Which loaves  the vital matter of the crucifixion of Jesus which has been described throughout Christian history as being, in some way, a saving act, often described as wiping away humanity's sins or, more narrowly, the sins of Christians and, narrower still, the sins of the Christian 'elect', whatever that might be; but that is a very strange  conclusion arising from the God of  love, a strangeness which, in all his struggles to forge Christian theology, Saint Paul never got round to resolving.

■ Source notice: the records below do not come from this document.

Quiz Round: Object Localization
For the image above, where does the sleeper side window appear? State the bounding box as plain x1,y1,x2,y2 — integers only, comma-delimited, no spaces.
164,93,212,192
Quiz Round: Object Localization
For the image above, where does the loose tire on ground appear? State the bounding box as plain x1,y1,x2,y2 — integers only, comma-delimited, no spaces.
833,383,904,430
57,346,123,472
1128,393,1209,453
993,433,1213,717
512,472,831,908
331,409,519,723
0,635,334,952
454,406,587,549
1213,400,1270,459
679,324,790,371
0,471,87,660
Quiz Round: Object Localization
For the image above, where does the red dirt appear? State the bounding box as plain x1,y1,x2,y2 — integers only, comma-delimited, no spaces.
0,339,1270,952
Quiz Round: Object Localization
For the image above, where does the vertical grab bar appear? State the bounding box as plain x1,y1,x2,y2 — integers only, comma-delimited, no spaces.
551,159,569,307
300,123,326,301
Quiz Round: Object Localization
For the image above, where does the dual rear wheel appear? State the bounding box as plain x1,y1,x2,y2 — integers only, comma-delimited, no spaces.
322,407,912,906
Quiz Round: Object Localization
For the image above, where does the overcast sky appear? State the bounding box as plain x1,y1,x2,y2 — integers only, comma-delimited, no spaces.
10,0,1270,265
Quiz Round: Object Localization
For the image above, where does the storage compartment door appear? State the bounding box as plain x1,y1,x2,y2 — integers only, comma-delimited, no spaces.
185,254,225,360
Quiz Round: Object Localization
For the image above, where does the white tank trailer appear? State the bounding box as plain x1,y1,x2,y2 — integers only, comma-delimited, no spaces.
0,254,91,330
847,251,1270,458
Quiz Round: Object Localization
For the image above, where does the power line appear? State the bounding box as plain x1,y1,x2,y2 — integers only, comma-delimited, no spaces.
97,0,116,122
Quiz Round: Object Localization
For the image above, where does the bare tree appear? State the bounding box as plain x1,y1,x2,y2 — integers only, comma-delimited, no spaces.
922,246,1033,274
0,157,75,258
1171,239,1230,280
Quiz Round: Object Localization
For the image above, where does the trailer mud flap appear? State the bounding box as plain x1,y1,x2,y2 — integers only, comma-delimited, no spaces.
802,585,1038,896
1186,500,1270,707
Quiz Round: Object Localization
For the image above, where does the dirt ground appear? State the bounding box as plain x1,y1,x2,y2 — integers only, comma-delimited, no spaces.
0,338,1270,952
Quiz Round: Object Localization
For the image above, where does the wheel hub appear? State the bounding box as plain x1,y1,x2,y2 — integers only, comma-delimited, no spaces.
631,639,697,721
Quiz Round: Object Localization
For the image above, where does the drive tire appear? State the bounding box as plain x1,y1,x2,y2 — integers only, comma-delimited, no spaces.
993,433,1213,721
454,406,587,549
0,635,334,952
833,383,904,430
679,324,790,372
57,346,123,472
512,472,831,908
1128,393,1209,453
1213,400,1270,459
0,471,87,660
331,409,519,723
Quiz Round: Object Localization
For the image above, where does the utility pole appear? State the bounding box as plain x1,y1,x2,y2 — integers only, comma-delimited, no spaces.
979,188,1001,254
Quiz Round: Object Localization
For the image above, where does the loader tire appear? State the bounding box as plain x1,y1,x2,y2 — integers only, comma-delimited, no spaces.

Looked at from the perspective of our creation in love so that we might choose to love, my understanding is that God, 'knowing' to use a metaphor, how we were created sent Jesus in solidarity, in our flesh, to show that no matter what we did, including killing God in the body of Jesus, it would make no difference to God's love for us and would, at the same time, give us more strength, through Christ in flesh, to love God freely.

And so, here is a new nesting of propositions which are enfolded by the over-arching concept of God's love for us. Too often we have been tempted well, here I'm speaking on behalf of men rather than humanity, to pull the keys out of our pocket and say what we proclaim on behalf of God is a done deal; or we've pulled the loose change out of our pockets and said that just a little of it here and there can salve our consciences. But the struggle to find the keys and the change is part of what we are: imperfect, complex, struggling, beset; but, not in spite of this, but because it is how we are, formed to love, we should, if we can, pray for patience instead of wishing for a world which we can't have, knowing that, if we had the perfect world, loving would be impossible.